İstanbul Cumhuriyet Başsavcılığı, duvara yazılan “Darbeci AKP, diktatör Tayyip” ifadesi nedeniyle iki kişi hakkında dava açtı. Boğaziçi Üniversitesi öğrencisi Selma Karpuz (21) ve avukat Gökhan Türkoğlu, 19 Mart’ta Saraçhane’de düzenlenen protestolar sırasında gözaltına alınmıştı.
Her iki isim de 17 Nisan’da “Cumhurbaşkanına hakaret” suçlamasıyla tutuklanmış, Karpuz 4 Haziran’da, Türkoğlu ise 13 Haziran’da adli kontrol şartıyla tahliye edilmişti.
Savcılık, Edirnekapı Tramvay İstasyonu yakınındaki mezarlık duvarına sprey boya ile yazılamayı yaptıkları iddiasıyla Karpuz ve Türkoğlu hakkında “Cumhurbaşkanına hakaret” ve “kamu malına zarar verme” suçlarından kamu davası açıldığını duyurdu. “Türkiye Cumhuriyeti Hükûmetini alenen aşağılama” suçuna ilişkin dosya ise ayrıldı.
İDDİANAME: "CUMHURBAŞKANI'NIN ONUR VE SAYGINLIĞI ZEDELENDİ"
ANKA Haber Ajansı’nın ulaştığı iddianamede, 26 Mart 2025’te yapılan ihbar üzerine olay yerine giden polis ekiplerinin inceleme başlattığı belirtildi. Kamera kayıtlarında görüntülerin şüphelilere benzetildiği, yazılamanın ise Cumhurbaşkanı’nın “onur, şeref ve saygınlığını zedelediği” savunuldu.
Sanıkların yargılanmasına 29 Ocak 2026’da İstanbul 43. Asliye Ceza Mahkemesinde başlanacak.
TÜRKOĞLU: "MOBESE GÖRÜNTÜSÜNDE NE YAZILDIĞI BİLE GÖRÜNMÜYOR"
Avukat Gökhan Türkoğlu, ANKA Haber Ajansı’na yaptığı açıklamada, tutukluluk sürecini şu sözlerle anlattı:
“İsnat edilen yazılama, yazıldıktan 6 gün sonra CİMER'e şikayet edilmiş. Bu şikayetten yaklaşık bir ay sonra, 16 Nisan'da ifadeye çağrıldık. Ardından bir gece gözaltında kalıp tutuklandık. Bize ifade esnasında yazılama anına dair gösterilen MOBESE kaydında tahtaya ne yazıldığı asla gözükmüyor. Yani yazan kişiler biz olsaydık dahi ne yazıldığı asla anlaşılamıyordu. Biz yazmış olsak, yazı MOBESE kayıtlarında gözükse yine herhangi bir suç oluşmuş olmayacaktı. Diktatör bir hakaret değil, yerine göre eleştiri, yerine göre de bir tespittir.”

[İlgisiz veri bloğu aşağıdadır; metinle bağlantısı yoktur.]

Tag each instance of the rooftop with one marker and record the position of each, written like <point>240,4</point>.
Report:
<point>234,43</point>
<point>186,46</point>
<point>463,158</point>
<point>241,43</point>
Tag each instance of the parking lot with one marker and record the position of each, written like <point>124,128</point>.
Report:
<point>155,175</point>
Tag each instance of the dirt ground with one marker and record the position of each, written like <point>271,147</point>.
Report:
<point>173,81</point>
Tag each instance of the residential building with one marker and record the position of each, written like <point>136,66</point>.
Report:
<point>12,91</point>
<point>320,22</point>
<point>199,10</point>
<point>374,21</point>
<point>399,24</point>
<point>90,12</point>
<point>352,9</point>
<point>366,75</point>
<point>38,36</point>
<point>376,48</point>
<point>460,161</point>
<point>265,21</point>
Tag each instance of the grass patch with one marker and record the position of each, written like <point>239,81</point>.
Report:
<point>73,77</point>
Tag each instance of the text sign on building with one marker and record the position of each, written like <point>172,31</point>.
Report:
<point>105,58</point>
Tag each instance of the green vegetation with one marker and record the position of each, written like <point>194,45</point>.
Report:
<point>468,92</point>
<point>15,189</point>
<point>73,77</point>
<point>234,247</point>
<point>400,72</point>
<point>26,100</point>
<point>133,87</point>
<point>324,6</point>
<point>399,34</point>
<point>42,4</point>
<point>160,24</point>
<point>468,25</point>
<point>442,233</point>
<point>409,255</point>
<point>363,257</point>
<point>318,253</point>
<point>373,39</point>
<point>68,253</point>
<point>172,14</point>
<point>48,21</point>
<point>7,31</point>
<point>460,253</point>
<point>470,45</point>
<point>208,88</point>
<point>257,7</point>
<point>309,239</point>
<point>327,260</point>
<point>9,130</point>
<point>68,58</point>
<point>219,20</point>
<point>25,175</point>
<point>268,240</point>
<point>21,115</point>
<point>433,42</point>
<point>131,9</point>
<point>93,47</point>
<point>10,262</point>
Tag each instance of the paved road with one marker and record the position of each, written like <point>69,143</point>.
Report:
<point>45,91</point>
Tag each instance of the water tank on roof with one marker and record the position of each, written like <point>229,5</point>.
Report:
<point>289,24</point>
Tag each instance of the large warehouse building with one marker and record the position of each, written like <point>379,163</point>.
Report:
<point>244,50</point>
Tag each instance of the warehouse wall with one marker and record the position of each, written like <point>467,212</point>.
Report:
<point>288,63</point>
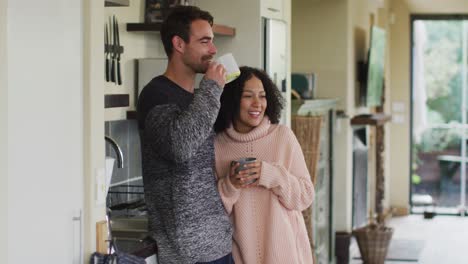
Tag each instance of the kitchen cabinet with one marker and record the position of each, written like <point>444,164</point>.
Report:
<point>322,229</point>
<point>272,9</point>
<point>116,3</point>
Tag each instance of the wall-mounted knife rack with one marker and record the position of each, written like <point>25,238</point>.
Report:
<point>113,49</point>
<point>116,3</point>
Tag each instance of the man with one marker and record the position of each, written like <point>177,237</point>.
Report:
<point>186,215</point>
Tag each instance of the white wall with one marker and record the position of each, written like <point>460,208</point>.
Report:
<point>93,77</point>
<point>45,129</point>
<point>3,132</point>
<point>244,15</point>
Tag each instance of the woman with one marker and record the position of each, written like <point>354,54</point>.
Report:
<point>268,223</point>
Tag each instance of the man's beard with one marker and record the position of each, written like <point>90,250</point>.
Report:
<point>203,66</point>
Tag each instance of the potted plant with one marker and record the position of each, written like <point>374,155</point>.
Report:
<point>374,238</point>
<point>373,241</point>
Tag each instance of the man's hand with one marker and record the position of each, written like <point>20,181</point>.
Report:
<point>217,73</point>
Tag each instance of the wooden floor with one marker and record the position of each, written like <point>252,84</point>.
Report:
<point>446,238</point>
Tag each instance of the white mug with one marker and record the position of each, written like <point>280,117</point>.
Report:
<point>230,64</point>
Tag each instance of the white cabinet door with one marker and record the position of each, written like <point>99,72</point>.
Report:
<point>45,131</point>
<point>275,45</point>
<point>272,9</point>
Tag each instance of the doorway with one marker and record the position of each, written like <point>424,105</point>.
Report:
<point>439,127</point>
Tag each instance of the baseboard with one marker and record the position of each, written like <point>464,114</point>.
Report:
<point>400,211</point>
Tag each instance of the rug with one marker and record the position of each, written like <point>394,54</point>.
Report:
<point>401,250</point>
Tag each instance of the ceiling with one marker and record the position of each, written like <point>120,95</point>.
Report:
<point>438,6</point>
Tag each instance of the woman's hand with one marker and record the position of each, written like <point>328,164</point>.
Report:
<point>247,177</point>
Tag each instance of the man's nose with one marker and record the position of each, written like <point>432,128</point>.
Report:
<point>213,50</point>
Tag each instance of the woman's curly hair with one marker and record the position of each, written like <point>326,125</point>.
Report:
<point>232,93</point>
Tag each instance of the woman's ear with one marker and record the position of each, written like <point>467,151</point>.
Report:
<point>179,44</point>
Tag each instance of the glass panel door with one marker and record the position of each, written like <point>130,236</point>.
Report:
<point>439,116</point>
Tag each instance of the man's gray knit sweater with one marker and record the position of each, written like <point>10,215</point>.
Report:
<point>186,215</point>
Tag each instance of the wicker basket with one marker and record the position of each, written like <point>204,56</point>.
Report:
<point>373,241</point>
<point>307,131</point>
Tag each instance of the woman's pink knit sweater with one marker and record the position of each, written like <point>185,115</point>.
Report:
<point>268,223</point>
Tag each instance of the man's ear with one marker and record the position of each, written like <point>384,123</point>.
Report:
<point>178,43</point>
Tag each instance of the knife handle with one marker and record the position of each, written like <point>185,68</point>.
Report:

Türkoğlu, gözaltı sürecine ilişkin de şunları aktardı:
“İlgili yazılamaya isnaden bizi ifadeye çağırdılar, biz de çağrıya uyarak gittik. Buna rağmen 'kaçma şüphesi' gerekçesiyle tutuklandık. Yargı bizi tutuklayarak aslında yazılamayı yapan kişinin tespitini bir nevi onaylamış oldu. Selma Karpuz'a bir kamera kaydı gösterildi. Görüntülerdeki kadın şahıs, duvara yazı yazan erkeği sadece izliyor, başka hiçbir eylemde bulunmuyor. Yani Selma, Cumhurbaşkanına hakareti 'seyretmek' gibi uydurma bir suç isnadıyla yaklaşık iki ay cezaevinde kaldı.”